Objectives Gilbert's syndrome is a congenital, nonhemolytic, unconjugated hyperbilirubinemia. The most common genotype of Gilbert's syndrome is the homozygous polymorphism, A(TA)(7)TAA, in the promoter of the gene for UDP-glucuronosyltransferase 1A1 (UGT1A1), with a thymine adenine insertion in the TATA-box-like sequence, which results in a decrease in UGT1A1 activity. The mechanism responsible for this decrease in UGT1A1 activity, however, has not been elucidated. To clarify the mechanism underlying this deficiency in UGT1A1 activity in patients with Gilbert's syndrome. Methods The promoter activity assay using the wild-type A(TA)(6)TAA or the mutant A(TA)(7)TAA promoter and a luciferase reporter was performed in two different hepatoma cell lines. The binding affinity for a nuclear protein complex or for TATA-binding protein was evaluated by a competitive electophoretic mobility shift assay using wild-type or mutant TATA-box-like oligonucleotide probes and nuclear extract or TATA-binding protein. The formation of complexes between TATA-bincling protein and wild-type or mutant oligonucleotide probes was also studied by a quantitive electophoretic mobility shift assay. Results A TA insertion in the TATA-box-like sequence of the promoter activity of UGT1A1 gene.
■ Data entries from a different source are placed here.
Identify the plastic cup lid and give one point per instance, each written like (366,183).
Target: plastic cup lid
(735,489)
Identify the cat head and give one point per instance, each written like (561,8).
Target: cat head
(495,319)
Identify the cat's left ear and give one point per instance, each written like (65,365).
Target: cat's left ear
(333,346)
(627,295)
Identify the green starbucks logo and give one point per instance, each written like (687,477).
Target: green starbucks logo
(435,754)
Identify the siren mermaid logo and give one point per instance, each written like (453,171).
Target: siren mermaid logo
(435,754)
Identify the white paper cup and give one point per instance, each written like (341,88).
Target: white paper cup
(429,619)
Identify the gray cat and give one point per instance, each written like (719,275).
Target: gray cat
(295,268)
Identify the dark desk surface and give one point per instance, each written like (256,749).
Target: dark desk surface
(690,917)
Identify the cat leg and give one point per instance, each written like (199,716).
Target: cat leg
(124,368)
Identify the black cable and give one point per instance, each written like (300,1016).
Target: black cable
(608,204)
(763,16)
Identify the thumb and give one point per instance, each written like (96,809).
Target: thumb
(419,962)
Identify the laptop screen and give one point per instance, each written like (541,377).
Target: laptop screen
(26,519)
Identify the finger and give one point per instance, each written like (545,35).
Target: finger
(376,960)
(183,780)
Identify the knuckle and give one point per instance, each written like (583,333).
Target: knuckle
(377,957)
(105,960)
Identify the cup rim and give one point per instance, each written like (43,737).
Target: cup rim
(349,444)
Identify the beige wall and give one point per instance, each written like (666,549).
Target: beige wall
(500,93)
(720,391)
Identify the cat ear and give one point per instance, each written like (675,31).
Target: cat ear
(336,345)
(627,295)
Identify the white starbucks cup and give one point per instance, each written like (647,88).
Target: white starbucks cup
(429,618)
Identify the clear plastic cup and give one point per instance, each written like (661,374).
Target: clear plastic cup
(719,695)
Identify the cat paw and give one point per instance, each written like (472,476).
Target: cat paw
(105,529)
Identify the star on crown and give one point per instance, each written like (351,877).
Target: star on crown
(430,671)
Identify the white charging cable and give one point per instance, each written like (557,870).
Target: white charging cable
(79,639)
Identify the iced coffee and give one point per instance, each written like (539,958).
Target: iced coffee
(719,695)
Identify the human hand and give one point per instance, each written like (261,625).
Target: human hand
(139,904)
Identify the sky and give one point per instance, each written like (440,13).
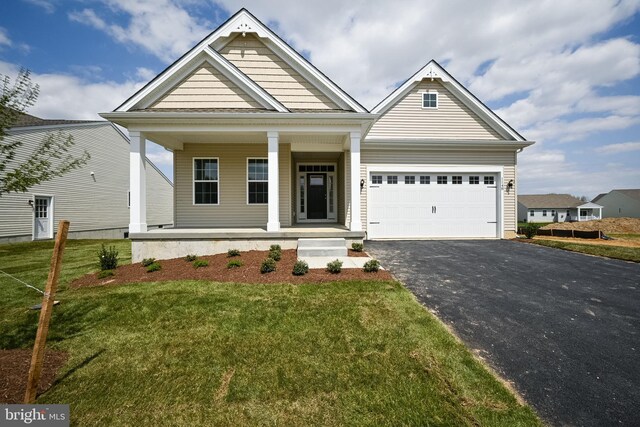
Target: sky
(565,74)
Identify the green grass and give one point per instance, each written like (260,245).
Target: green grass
(616,252)
(201,353)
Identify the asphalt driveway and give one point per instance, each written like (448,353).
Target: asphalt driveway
(563,327)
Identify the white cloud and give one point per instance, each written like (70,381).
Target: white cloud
(622,147)
(160,27)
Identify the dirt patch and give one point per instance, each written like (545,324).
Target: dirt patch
(217,271)
(606,225)
(14,370)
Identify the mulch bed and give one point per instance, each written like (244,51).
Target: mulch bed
(217,271)
(14,370)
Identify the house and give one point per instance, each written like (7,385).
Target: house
(93,198)
(620,203)
(267,149)
(556,208)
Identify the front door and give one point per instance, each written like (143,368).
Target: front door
(43,218)
(317,202)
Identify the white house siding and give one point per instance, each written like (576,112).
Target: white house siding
(274,75)
(617,205)
(434,158)
(451,120)
(233,209)
(206,88)
(89,204)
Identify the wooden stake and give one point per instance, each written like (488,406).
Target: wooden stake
(45,313)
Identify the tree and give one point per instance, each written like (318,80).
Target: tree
(50,159)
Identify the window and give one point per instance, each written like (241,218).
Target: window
(205,181)
(430,100)
(257,181)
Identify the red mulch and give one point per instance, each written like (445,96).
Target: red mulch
(14,371)
(217,271)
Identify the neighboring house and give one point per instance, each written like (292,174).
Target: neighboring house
(93,198)
(268,149)
(556,208)
(620,203)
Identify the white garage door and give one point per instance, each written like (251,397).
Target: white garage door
(431,205)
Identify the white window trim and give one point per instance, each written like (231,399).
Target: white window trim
(261,180)
(429,92)
(193,181)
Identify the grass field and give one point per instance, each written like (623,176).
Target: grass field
(616,252)
(201,353)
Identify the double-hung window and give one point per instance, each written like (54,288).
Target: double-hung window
(257,181)
(205,181)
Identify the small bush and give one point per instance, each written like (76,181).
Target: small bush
(268,265)
(105,273)
(300,268)
(147,262)
(334,266)
(154,266)
(530,230)
(234,263)
(200,263)
(371,266)
(108,257)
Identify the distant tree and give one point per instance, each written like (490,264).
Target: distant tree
(51,157)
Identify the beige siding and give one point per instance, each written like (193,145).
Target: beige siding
(88,203)
(206,88)
(506,159)
(451,120)
(274,75)
(233,209)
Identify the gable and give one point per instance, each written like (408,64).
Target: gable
(273,74)
(206,88)
(451,120)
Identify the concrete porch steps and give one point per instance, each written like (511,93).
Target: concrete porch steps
(328,247)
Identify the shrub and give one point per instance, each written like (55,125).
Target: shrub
(147,262)
(108,257)
(154,266)
(530,230)
(200,263)
(234,263)
(300,268)
(334,266)
(268,265)
(371,266)
(105,273)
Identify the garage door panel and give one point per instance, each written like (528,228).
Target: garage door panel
(421,210)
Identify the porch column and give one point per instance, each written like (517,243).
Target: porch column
(137,183)
(273,223)
(356,224)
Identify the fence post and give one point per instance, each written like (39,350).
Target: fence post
(45,314)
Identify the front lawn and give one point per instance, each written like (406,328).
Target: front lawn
(203,353)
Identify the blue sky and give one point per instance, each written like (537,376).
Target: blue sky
(564,74)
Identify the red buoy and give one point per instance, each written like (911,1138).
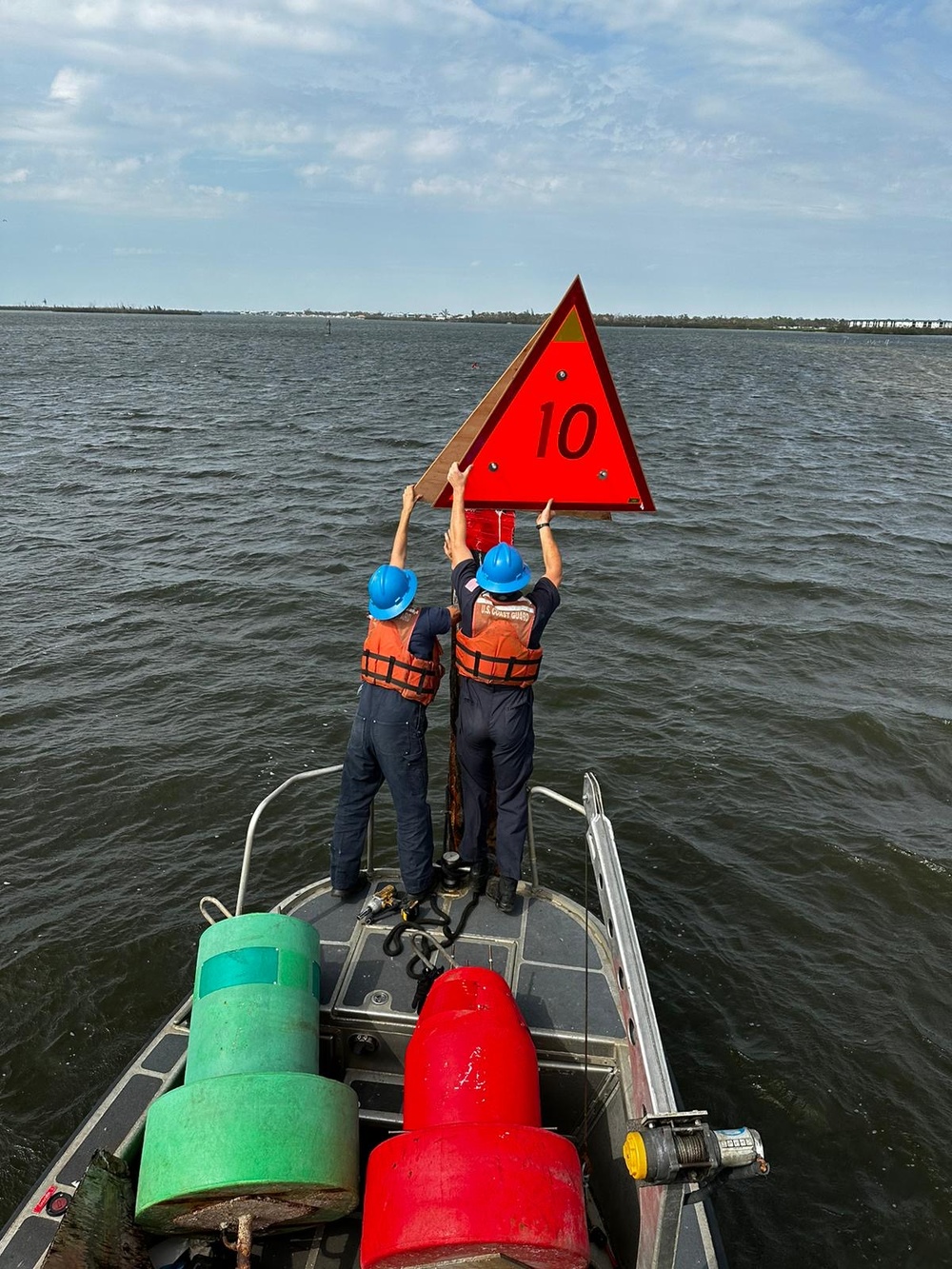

A competitive electrophoretic mobility shift assay showed a decrease in nuclear proteincomplex binding affinity and TATA-binding protein binding affinity of the mutant TATA-box-like sequence A(TA)7TAA. When the mutants A(TA)(5)TAA and A(TA)(8)TAA were also compared, quantitative electrophoretic mobility shift assay demonstrated that the TATA-binding protein binding affinity progressively decreased as the number of TA repeats in the TATA-box-like sequence increased. Conclusion TA insertion in the TATA-box-like sequence of the UGT1A1 promoter affected its binding affinity for TATA-binding protein, causing a decrease in its activity. This explains the pathogenesis of Gilbert's syndrome.